According to the 2011 census the undivided Dantewada district had a population of 533,638, roughly equal to the nation of Cape Verde. This gives it a ranking of 540th in India (out of a total of 640). The district has a population density of 45 PD/sqkm . Its population growth rate over the decade 2001-2011 was 15.56%. Dantewada has a sex ratio of 1016 females for every 1000 males, and a literacy rate of 42.27%.

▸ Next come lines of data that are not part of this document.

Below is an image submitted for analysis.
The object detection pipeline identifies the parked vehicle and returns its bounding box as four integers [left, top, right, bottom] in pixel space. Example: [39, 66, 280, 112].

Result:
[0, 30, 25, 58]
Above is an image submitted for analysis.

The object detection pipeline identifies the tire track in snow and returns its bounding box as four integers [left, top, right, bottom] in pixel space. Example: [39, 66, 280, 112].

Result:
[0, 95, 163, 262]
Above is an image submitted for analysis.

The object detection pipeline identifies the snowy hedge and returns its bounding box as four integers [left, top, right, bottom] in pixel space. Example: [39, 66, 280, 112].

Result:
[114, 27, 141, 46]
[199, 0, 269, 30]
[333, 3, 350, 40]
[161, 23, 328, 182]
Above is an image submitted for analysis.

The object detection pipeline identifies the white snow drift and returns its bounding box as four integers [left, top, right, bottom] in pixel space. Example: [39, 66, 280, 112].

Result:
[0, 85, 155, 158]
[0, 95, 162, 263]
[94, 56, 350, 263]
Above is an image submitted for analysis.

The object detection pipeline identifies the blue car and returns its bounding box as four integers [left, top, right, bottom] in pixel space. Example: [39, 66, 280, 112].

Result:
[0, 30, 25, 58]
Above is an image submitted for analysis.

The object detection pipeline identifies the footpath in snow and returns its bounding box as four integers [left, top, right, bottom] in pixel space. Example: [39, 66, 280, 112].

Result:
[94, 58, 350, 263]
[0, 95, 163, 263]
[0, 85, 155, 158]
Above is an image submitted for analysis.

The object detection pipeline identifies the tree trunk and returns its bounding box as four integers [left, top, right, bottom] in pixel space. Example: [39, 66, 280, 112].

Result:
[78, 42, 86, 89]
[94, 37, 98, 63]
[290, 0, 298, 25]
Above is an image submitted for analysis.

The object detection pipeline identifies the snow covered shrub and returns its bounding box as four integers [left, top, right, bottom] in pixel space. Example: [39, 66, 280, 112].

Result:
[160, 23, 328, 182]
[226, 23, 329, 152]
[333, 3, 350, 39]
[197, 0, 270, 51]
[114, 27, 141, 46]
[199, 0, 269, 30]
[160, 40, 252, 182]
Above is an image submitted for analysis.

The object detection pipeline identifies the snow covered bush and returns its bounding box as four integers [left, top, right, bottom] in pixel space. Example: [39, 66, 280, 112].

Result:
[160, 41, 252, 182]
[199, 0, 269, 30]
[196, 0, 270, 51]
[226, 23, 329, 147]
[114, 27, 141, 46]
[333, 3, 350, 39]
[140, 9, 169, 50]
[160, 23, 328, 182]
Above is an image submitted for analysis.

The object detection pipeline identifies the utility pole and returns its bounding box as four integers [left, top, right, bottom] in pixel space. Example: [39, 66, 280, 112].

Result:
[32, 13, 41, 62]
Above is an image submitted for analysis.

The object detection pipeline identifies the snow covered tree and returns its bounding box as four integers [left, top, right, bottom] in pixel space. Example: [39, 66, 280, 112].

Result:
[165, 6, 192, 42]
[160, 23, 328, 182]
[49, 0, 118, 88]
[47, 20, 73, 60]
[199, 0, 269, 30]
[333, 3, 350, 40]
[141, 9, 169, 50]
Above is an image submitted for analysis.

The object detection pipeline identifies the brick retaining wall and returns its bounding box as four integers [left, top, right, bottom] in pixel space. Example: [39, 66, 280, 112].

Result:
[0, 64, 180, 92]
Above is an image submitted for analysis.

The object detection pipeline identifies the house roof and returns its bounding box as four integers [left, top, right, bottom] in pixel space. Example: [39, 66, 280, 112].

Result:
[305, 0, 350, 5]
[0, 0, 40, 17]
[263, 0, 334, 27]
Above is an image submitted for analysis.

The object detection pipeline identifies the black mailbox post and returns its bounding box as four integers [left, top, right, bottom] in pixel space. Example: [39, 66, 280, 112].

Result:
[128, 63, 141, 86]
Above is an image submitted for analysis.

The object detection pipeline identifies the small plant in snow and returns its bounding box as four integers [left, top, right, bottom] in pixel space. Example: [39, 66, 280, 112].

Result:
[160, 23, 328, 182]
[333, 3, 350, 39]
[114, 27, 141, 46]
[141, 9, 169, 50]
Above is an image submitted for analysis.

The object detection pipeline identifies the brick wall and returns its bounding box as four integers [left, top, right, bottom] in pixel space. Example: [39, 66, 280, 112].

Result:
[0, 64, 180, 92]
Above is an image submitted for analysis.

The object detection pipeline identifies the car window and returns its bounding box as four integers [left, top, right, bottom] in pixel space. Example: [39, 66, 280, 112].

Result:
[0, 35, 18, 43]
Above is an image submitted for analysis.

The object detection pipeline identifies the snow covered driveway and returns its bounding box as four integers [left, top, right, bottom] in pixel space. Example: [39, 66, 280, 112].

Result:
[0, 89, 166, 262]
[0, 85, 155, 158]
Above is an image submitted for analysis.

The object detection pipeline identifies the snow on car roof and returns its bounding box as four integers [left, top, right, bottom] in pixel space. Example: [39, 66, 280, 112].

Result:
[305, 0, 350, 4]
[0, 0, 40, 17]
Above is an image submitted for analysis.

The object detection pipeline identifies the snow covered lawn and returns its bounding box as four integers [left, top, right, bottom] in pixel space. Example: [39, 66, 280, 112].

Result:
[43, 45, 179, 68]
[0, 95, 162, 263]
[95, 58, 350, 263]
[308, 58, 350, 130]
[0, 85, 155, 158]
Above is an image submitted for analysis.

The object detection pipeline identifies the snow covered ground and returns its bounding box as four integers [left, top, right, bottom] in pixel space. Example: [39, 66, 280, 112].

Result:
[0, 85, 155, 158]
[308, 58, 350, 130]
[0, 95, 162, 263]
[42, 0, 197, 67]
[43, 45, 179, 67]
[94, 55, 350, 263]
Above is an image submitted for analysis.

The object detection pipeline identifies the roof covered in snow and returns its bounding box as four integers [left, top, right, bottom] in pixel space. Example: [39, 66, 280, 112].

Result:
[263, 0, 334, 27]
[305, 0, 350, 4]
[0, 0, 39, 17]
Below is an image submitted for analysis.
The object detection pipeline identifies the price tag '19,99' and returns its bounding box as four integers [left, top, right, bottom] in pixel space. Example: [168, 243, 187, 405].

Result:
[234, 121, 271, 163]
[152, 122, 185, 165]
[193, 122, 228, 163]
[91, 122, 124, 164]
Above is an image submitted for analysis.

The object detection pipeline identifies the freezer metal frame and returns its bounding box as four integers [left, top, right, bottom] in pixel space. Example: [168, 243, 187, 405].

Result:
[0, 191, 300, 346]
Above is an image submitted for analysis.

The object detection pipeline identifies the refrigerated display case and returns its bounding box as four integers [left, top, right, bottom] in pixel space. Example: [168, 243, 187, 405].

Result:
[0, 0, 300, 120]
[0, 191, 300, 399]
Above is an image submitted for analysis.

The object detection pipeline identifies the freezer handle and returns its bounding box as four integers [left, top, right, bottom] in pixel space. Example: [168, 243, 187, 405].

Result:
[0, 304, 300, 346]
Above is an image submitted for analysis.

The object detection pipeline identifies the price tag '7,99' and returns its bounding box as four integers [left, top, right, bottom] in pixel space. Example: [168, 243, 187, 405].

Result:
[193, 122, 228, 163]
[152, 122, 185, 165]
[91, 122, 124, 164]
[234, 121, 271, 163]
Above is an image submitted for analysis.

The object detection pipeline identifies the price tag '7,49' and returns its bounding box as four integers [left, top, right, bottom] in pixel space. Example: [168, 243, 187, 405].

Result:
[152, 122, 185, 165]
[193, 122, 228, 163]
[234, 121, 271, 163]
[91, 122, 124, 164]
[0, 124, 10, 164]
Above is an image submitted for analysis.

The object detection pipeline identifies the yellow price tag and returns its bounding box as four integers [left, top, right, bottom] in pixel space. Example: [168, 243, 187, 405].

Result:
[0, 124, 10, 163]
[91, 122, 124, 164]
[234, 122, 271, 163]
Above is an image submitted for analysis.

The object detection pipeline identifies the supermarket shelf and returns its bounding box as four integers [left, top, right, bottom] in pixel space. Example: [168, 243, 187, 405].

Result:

After the separation of Sukma district, the residual district has a population of 283,479, of which 68,031 (24.00%) live in urban areas. Dantewada has a sex ratio of 1023 females per 1000 males and a literacy rate of 42.12%. Scheduled Castes and Scheduled Tribes make up 3.61% and 71.07% of the district's population. The district is divided into five tehsils, Dantewada, Gidam, Kuwakonda Katekalyan, and Bade Bacheli.

At the time of the 2011 Census of India in the divided district, 60.14% of the population in the district spoke Gondi, 17.79% Halbi, 9.50% Hindi, 4.26% Chhattisgarhi, 1.98% Odia, 1.81% Bengali and 1.17% Telugu as their first language.